Les programmes performants de parentalité (PPP) edit
Parentalité, parentalité… Il s’agit tellement, aujourd’hui, de la soutenir que l’on en a un peu oublié de la définir. De quoi parle-t-on ? Et quelles sont les politiques efficaces de soutien ?
Les trois grandes composantes de la parenté (la filiation, l’alliance, la représentation de ce qu’est un enfant) se sont radicalement transformées en quelques décennies, avec une accélération ces derniers temps. Et il a fallu innover, d’abord sémantiquement.
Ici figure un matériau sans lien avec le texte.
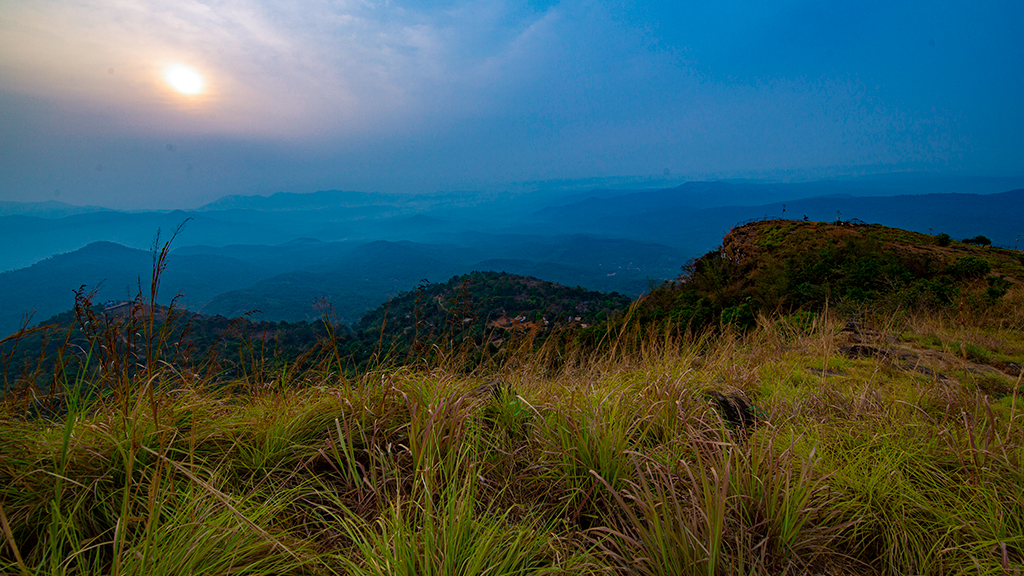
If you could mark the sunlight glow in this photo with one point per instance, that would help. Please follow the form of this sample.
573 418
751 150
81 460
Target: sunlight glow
184 79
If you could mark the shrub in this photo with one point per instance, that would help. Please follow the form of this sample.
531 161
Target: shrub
970 266
979 240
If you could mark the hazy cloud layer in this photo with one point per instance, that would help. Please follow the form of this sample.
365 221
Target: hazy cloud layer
425 95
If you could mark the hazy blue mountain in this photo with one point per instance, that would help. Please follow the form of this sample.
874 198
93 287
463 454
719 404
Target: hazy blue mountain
48 209
356 283
30 239
282 253
666 218
117 272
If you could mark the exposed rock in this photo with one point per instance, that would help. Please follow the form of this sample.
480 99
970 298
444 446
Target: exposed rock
734 409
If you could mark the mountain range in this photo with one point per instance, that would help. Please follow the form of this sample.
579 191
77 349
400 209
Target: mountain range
282 254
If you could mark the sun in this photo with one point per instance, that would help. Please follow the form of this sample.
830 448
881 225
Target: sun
184 79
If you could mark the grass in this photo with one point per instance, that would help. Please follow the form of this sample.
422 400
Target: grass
586 464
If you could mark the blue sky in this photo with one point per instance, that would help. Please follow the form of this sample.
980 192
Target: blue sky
422 96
L’apparition et l’emploi généralisé d’un nouveau terme – la « parentalité » – vient probablement signer toutes ces évolutions.
La parentalité nouvelle
Néologisme devenu familier au cours des années 2000, son sens n’est jamais bien défini, même si le mot parentalité semble s’être bien implanté, seul ou avec ses trois principaux préfixes : mono, homo et co. Le terme est parfois aussi précédé de pluri ou de poly.
Occasionnellement présentée comme « l’art » d’être parent, la parentalité est, dans certains cas, synonyme de « fonction parentale » ou de parenté. Dans d’autres cas, la parentalité est formellement distinguée des liens de filiation.
On ne commence véritablement à s’inquiéter largement de « parentalité » qu’à partir du milieu des années 1990, dans des analyses relatives aux rôles des pères, dans des débats portant sur les couples homosexuels et dans des controverses concernant les parents de délinquants. C’est en particulier en raison du développement d’initiatives visant à « soutenir la parentalité » que le terme s’est affirmé.
Clarifions. La parenté relève de la généalogie et des règles juridiques structurant la filiation. La parentalité relève du simple fait : être des adultes ayant la charge d’enfants. Il y a généralement coïncidence. Mais ce n’est pas le cas dans les familles monoparentales et les familles recomposées.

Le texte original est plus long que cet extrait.